Aborigin berada di urutan terbawah, dan ras Arya, yaitu orang kulit putih
Eropa, di urutan teratas. H.K. Rusden, seorang Darwinis Sosial terkenal,
mengemukakan pendapat-nya tentang suku aborigin pada tahun 1876 sebagaimana
berikut:
Kelangsungan hidup bagi yang terkuat memiliki arti:
kekuatan adalah kebenaran.
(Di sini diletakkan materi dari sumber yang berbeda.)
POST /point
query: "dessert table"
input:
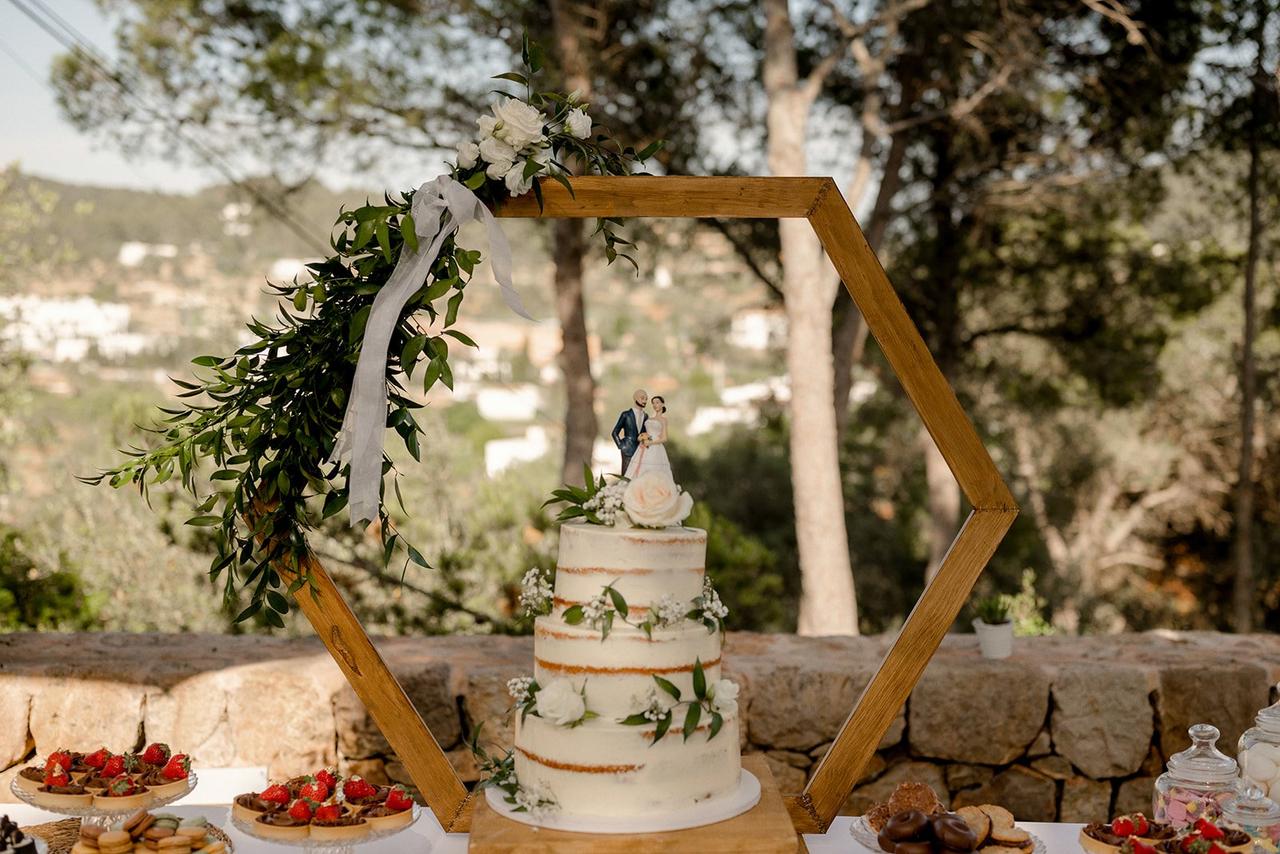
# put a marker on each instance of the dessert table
(426, 835)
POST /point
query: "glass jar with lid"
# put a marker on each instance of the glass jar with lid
(1196, 781)
(1255, 813)
(1258, 752)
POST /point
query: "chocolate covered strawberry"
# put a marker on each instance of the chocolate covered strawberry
(178, 767)
(275, 794)
(97, 759)
(156, 754)
(359, 789)
(60, 758)
(55, 775)
(398, 799)
(301, 809)
(314, 790)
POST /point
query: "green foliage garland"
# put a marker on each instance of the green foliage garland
(268, 416)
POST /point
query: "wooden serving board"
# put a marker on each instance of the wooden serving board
(764, 829)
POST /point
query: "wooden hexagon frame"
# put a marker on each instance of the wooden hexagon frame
(993, 508)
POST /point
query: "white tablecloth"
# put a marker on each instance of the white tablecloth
(426, 834)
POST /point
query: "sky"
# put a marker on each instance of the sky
(32, 131)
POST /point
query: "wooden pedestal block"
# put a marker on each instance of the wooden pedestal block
(766, 829)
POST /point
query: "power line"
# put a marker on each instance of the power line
(76, 42)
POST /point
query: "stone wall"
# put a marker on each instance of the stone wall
(1068, 729)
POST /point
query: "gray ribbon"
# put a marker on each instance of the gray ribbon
(440, 208)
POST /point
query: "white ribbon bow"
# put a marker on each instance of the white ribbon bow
(440, 208)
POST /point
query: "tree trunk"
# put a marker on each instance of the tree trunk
(850, 334)
(575, 357)
(944, 503)
(570, 247)
(1243, 594)
(827, 601)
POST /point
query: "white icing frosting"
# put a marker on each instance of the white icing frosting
(604, 767)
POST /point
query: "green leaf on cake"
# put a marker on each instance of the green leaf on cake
(620, 603)
(691, 717)
(667, 686)
(699, 680)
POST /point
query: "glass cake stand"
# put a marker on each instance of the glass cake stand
(338, 845)
(94, 814)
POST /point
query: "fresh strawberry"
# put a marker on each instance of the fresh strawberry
(301, 809)
(177, 768)
(398, 799)
(359, 788)
(277, 794)
(314, 790)
(328, 813)
(97, 759)
(113, 767)
(156, 753)
(62, 758)
(55, 775)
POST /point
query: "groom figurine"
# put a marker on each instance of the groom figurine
(626, 432)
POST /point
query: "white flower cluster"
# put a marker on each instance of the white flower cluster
(607, 503)
(656, 704)
(723, 695)
(512, 137)
(594, 611)
(535, 799)
(535, 593)
(709, 602)
(519, 688)
(668, 611)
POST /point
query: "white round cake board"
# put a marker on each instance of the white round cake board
(708, 812)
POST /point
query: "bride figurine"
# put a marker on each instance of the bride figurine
(652, 455)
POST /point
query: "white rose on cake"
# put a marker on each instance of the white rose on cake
(579, 123)
(467, 155)
(653, 499)
(723, 695)
(519, 123)
(494, 150)
(561, 703)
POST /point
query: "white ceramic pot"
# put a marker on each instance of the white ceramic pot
(996, 640)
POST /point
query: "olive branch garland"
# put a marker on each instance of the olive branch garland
(268, 416)
(694, 708)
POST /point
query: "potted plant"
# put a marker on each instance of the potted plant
(995, 626)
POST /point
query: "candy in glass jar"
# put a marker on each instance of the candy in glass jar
(1258, 752)
(1196, 781)
(1256, 814)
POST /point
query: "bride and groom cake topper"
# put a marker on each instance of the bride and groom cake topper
(640, 435)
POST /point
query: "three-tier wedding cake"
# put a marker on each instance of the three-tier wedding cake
(626, 713)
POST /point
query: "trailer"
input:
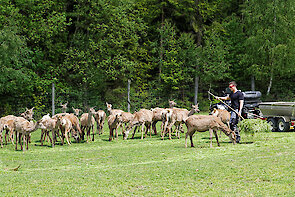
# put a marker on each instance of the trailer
(280, 115)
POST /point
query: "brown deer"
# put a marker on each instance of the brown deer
(176, 117)
(76, 111)
(113, 111)
(51, 124)
(143, 117)
(113, 121)
(8, 125)
(23, 128)
(224, 115)
(100, 117)
(87, 123)
(203, 123)
(28, 114)
(64, 107)
(75, 125)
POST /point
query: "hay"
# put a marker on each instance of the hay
(252, 126)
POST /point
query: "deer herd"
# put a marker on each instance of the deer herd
(65, 125)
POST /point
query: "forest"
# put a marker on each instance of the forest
(168, 49)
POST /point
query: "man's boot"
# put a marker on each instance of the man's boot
(238, 137)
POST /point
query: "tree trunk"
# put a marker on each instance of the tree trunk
(128, 94)
(252, 83)
(196, 89)
(270, 82)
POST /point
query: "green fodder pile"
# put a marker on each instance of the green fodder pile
(252, 126)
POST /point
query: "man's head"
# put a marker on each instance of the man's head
(232, 85)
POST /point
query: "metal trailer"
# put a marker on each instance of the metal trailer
(281, 115)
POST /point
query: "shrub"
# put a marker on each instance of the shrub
(252, 126)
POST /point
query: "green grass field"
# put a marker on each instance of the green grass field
(262, 165)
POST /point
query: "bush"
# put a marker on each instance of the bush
(252, 126)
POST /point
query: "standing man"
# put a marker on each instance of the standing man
(237, 103)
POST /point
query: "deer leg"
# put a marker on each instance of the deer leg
(67, 136)
(24, 142)
(210, 131)
(149, 129)
(111, 134)
(169, 130)
(15, 140)
(154, 127)
(142, 130)
(27, 141)
(191, 138)
(49, 138)
(53, 138)
(20, 140)
(216, 136)
(5, 137)
(116, 131)
(134, 132)
(11, 136)
(41, 139)
(62, 137)
(92, 133)
(1, 140)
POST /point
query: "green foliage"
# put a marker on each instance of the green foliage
(90, 49)
(252, 126)
(152, 167)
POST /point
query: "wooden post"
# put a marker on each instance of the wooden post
(128, 94)
(196, 89)
(53, 97)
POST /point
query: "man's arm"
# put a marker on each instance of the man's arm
(223, 98)
(241, 106)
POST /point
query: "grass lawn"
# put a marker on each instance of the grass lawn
(262, 165)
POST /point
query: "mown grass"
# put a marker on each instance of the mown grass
(262, 165)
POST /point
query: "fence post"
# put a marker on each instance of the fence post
(53, 96)
(128, 99)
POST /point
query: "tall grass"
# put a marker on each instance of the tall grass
(262, 165)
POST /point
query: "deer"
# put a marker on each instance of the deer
(75, 124)
(203, 123)
(114, 121)
(87, 122)
(23, 128)
(157, 116)
(127, 117)
(66, 127)
(64, 107)
(28, 114)
(172, 104)
(76, 111)
(8, 125)
(223, 114)
(176, 116)
(143, 117)
(113, 111)
(100, 117)
(51, 124)
(158, 113)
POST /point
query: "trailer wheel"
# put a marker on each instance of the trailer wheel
(283, 126)
(273, 124)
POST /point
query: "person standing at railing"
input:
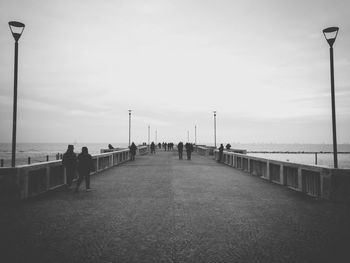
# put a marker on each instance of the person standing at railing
(69, 161)
(221, 151)
(133, 151)
(189, 150)
(180, 148)
(153, 148)
(85, 166)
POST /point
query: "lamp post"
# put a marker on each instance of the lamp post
(214, 128)
(16, 30)
(129, 126)
(330, 34)
(195, 134)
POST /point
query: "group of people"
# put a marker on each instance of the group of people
(82, 163)
(188, 147)
(221, 150)
(166, 146)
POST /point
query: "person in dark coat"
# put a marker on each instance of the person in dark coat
(189, 149)
(180, 148)
(153, 148)
(132, 151)
(85, 166)
(221, 151)
(69, 160)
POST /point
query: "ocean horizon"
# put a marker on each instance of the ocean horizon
(38, 151)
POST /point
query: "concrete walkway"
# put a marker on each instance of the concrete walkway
(161, 209)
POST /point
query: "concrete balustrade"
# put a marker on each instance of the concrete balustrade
(204, 150)
(30, 180)
(321, 182)
(142, 150)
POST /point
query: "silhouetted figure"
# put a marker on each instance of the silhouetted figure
(132, 151)
(180, 148)
(69, 160)
(221, 150)
(153, 148)
(189, 149)
(85, 166)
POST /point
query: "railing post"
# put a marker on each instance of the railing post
(316, 158)
(25, 183)
(65, 175)
(282, 181)
(47, 177)
(97, 164)
(300, 181)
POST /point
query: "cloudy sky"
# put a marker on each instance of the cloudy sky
(262, 65)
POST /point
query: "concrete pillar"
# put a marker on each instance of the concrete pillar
(300, 180)
(282, 180)
(97, 164)
(47, 177)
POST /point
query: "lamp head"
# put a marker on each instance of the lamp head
(330, 34)
(16, 29)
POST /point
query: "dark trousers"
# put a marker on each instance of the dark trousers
(83, 175)
(70, 175)
(220, 156)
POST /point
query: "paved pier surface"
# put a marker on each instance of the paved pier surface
(161, 209)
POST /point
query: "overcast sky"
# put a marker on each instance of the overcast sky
(262, 65)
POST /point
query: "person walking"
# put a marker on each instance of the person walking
(69, 161)
(85, 166)
(221, 151)
(133, 151)
(153, 148)
(188, 150)
(180, 148)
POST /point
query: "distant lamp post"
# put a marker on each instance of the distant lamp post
(129, 126)
(330, 34)
(16, 30)
(214, 128)
(195, 134)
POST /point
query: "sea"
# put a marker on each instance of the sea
(38, 152)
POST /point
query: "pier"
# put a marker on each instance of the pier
(162, 209)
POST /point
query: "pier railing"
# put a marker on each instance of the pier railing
(321, 182)
(26, 181)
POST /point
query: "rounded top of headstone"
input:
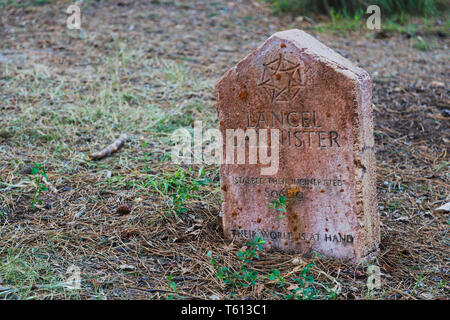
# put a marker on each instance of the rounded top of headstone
(294, 45)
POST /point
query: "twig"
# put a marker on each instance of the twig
(116, 145)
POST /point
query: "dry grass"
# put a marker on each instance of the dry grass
(135, 69)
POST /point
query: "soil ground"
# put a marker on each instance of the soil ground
(146, 68)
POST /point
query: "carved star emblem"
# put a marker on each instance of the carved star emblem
(282, 79)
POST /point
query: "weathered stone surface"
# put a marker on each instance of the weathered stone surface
(322, 105)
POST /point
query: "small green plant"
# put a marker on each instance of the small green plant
(279, 205)
(422, 44)
(304, 290)
(179, 186)
(172, 287)
(244, 276)
(276, 276)
(39, 174)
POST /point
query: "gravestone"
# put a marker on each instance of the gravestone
(308, 110)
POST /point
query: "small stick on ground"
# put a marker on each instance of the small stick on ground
(113, 147)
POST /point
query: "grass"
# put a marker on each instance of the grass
(299, 285)
(65, 95)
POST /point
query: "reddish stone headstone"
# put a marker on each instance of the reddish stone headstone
(320, 193)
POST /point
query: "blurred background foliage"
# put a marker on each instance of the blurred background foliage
(352, 7)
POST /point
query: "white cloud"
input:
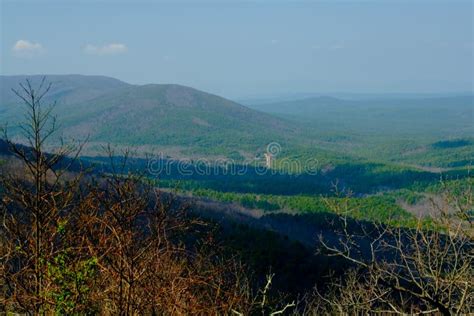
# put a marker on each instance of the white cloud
(106, 49)
(25, 48)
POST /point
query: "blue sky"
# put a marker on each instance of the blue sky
(247, 48)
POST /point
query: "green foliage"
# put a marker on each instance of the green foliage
(72, 280)
(380, 208)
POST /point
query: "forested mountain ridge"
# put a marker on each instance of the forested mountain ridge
(108, 110)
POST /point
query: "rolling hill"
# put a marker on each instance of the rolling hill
(167, 115)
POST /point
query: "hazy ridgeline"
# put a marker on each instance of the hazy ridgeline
(382, 223)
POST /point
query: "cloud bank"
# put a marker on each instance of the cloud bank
(107, 49)
(25, 48)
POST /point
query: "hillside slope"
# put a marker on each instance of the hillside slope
(108, 110)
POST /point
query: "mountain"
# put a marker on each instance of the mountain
(109, 110)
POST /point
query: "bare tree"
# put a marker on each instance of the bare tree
(34, 204)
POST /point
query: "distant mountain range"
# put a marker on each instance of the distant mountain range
(108, 110)
(184, 122)
(435, 116)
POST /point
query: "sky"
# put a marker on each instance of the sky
(247, 48)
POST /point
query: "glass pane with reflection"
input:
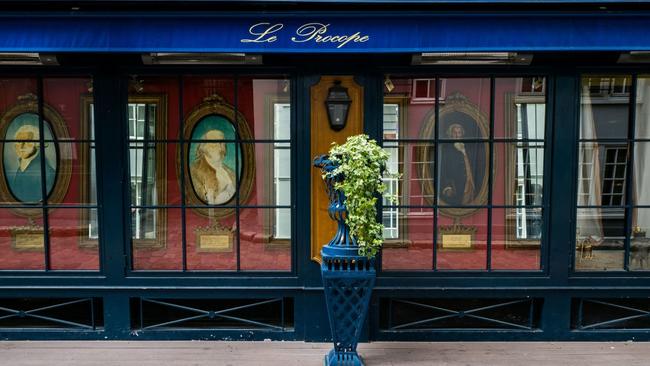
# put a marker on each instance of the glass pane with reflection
(642, 124)
(523, 115)
(640, 240)
(408, 239)
(516, 238)
(69, 251)
(265, 239)
(158, 248)
(600, 239)
(22, 240)
(604, 111)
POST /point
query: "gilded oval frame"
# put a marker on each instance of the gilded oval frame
(455, 102)
(215, 105)
(29, 104)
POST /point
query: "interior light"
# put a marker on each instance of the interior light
(201, 59)
(472, 58)
(634, 57)
(15, 58)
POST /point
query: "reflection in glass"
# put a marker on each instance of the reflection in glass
(147, 254)
(642, 107)
(260, 248)
(516, 238)
(265, 103)
(21, 241)
(64, 226)
(600, 239)
(641, 173)
(639, 241)
(604, 107)
(408, 243)
(519, 176)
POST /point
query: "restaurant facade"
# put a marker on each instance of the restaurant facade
(157, 179)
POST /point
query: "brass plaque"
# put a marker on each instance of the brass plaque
(215, 242)
(456, 241)
(29, 241)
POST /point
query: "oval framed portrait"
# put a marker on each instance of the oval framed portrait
(24, 160)
(216, 167)
(463, 165)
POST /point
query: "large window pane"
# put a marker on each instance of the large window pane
(65, 224)
(516, 238)
(147, 255)
(462, 167)
(603, 171)
(524, 115)
(605, 106)
(600, 239)
(519, 175)
(44, 162)
(408, 239)
(264, 240)
(21, 242)
(212, 161)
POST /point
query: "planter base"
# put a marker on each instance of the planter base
(342, 359)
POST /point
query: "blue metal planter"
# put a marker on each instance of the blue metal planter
(348, 279)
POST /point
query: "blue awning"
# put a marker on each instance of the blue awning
(327, 32)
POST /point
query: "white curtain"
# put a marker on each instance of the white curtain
(589, 220)
(642, 154)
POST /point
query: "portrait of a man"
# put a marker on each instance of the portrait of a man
(457, 184)
(213, 180)
(23, 162)
(459, 174)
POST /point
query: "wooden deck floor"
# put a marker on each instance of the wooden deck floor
(202, 353)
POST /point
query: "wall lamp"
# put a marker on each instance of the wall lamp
(27, 59)
(338, 105)
(472, 58)
(201, 59)
(634, 57)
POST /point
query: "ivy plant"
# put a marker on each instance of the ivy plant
(361, 163)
Dan dengan demikian kita gunakan hukum seleksi alam
yang tidak pernah berubah tersebut dan menerapkannya tanpa perasaan belas kasih
ketika memus-nahkan ras-ras terbelakang Australia dan Maori...dan kita rampas
warisan leluhur mereka tanpa merasa bersalah. 32
Pada tahun 1890, Wakil Presiden
Royal Society of Tasmania, James Barnard, menulis: “proses pemusnahan adalah
sebuah aksioma hukum evolusi dan keberlangsungan hidup bagi yang terkuat.” Oleh
sebab itu, ia menyimpulkan, tidak ada alasan untuk menganggap bahwa “ada tindakan
yang patut dicela” dalam pembunuhan dan perampasan terhadap warga aborigin
Australia.33
Akibat pandangan rasis, yang tak
mengenal belas kasih, dan biadab yang dikemukakan Darwin, pembantaian dasyat
dimulai dengan tujuan memusnahkan warga aborigin. Kepala orang-orang aborigin
dipasang menggunakan paku di atas pintu-pintu stasiun. Roti beracun diberikan
kepada para keluarga aborigin. Di banyak wilayah di Australia, areal pemukiman
aborigin musnah dengan cara biadab dalam waktu 50 tahun.34
Kebijakan yang ditujukan terhadap
aborigin tidak berakhir dengan pembantaian. Banyak dari ras ini yang
diperlakukan layaknya hewan percobaan. The Smithsonian Institute di Washington
D.C. menyimpan 15.000 sisa mayat manusia dari berbagai ras. Sejumlah 10.000
warga aborigin Australia dikirim melalui kapal ke Musium Inggris dengan tujuan
untuk mengetahui apakah benar mereka adalah “mata rantai yang hilang” dalam
peralihan bentuk binatang ke bentuk manusia.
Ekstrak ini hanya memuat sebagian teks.